In weak economy, Americans swap steak for chicken
WASHINGTON (Reuters) - At U.S. warehouse club stores, a growing number of shoppers are giving up steak for cheaper chicken. Coffee sales are soaring at McDonald's, while higher-priced Starbucks slows. Restaurants are serving fewer customers because more people are eating at home.
Stung by the housing slump, tightening credit terms, and rising inflation, U.S. households are finding ways to cut back, putting a damper on the consumer spending that is the driving force behind the economy.
Retail sector analysts call it "trading down" when consumers seek out cheaper alternatives, and it is increasingly evident across chain stores and restaurants. Even gasoline consumption has slowed in recent weeks.
"With the burdens of the housing downturn broadening under the weight of tightening financial conditions, coupled with surging energy costs, 'trading down' and 'trading in' behavior should spread, especially as the labor market weakens," said Deborah Weinswig, retail analyst at Citigroup in New York.
Weinswig noted that in 2007, consumers devoted a bigger portion of their food spending to eating at home rather than dining out. It was the first such increase since 2001 -- the year of the last U.S. recession -- and the biggest year-over-year jump since the 1940s.
On Thursday, economists will be poring over February retail sales data from the Commerce Department. Sales are expected to rise a modest 0.2 percent, although much of that increase may reflect rising energy prices rather than healthy demand. In January, when sales rose a stronger-than-expected 0.3 percent, gasoline stations posted the biggest increase.
SpendingPulse, the retail data service of MasterCard Advisors, said retail sales excluding autos fell 1.1 percent in February, the biggest decline since the data series began in 2003 and one which bodes ill for Thursday's government report.
The retailers themselves reported February sales growth that exceeded analysts' expectations, but that was largely because of surprisingly strong growth at Wal-Mart Stores Inc, a discount chain that has seen business pick up as consumers look for ways to save money.

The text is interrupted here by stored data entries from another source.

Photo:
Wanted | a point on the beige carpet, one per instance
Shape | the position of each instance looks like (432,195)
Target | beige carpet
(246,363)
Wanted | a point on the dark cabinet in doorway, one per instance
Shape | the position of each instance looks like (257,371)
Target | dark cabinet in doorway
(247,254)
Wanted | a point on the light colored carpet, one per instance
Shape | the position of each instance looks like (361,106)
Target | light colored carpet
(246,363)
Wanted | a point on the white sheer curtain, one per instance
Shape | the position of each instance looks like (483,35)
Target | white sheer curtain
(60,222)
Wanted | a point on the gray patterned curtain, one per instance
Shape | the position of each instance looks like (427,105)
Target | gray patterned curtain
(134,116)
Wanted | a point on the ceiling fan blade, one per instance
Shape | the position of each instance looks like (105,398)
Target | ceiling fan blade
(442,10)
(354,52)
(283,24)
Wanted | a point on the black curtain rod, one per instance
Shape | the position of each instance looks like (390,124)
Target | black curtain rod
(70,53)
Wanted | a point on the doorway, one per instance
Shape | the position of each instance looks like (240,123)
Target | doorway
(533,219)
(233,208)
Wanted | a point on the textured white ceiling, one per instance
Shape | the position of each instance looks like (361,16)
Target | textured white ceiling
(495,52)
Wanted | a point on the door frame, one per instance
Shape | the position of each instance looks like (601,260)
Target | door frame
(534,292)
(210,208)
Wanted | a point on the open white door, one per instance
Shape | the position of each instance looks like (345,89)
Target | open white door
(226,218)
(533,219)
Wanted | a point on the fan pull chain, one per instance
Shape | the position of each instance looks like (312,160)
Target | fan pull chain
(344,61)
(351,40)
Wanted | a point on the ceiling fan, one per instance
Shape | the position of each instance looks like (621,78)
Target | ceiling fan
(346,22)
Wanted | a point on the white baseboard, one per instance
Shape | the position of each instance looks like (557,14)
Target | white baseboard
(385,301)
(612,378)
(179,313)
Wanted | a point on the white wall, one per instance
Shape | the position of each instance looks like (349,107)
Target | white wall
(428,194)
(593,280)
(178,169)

Wal-Mart's sales at stores open at least a year -- a closely watched measure known as same-store sales -- rose five times as fast as its biggest rival, Target Corp. Target is also a discount retailer, but carries some pricier clothing and housewares as well. Demand for those has been sluggish.
When the economy was booming earlier this decade, Target's sales growth routinely outstripped Wal-Mart's.
While much of the world's attention has been focused on banks' balance sheets that have been constrained by bad mortgage-related debts, household balance sheets are also suffering. The U.S. savings rate stood at a negative 0.1 percent in January, indicating that consumers were spending more than they earned.
With credit harder to come by, economists widely expect the savings rate to pick up from these unusually low levels. That means slower consumer spending.
Retailers that sell nonessential "discretionary" goods have been particularly hard hit. A handful of specialty retailers have filed for bankruptcy so far this year, including gadgets chain Sharper Image and catalog company Lillian Vernon. Personal bankruptcies are also on the rise, up 15 percent in February from a month earlier.
Adding to the strain, rising prices for food, fuel and a host of related items are taking a bigger bite out of household budgets, taking more money away from discretionary purchases.
U.S. retail prices for regular gasoline hit a record $3.23 a gallon this week, and the Energy Information Administration expects them to peak at $3.48 in May.
Soaring commodities have also pushed up the cost of food. Chicken company Pilgrim's Pride Corp said on Wednesday that based on current commodity prices, it would cost $1.3 billion more to feed its flocks this fiscal year than it did two years ago. That means higher chicken prices.
The company has said restaurant and food-service customers were fighting hard against those price increases, well aware that their cash-strapped consumers were reluctant to pay more.
The one wild card is the $152 billion 2008 fiscal stimulus package. Checks are expected to begin arriving in May, and Goldman Sachs analysts estimate that will put $100 billion of cash in consumers' pockets, representing 2 percent of annual retail sales.
This time around, tighter credit conditions and growing worries about recession may "constrain the propensity to spend these dollars," Goldman analysts cautioned in a research note.
However, if consumers spend just half of the money over a six-month period, it would add 2 percent to retail sales in the third and fourth quarters "while still leaving some over for consumers to shore up balance sheets."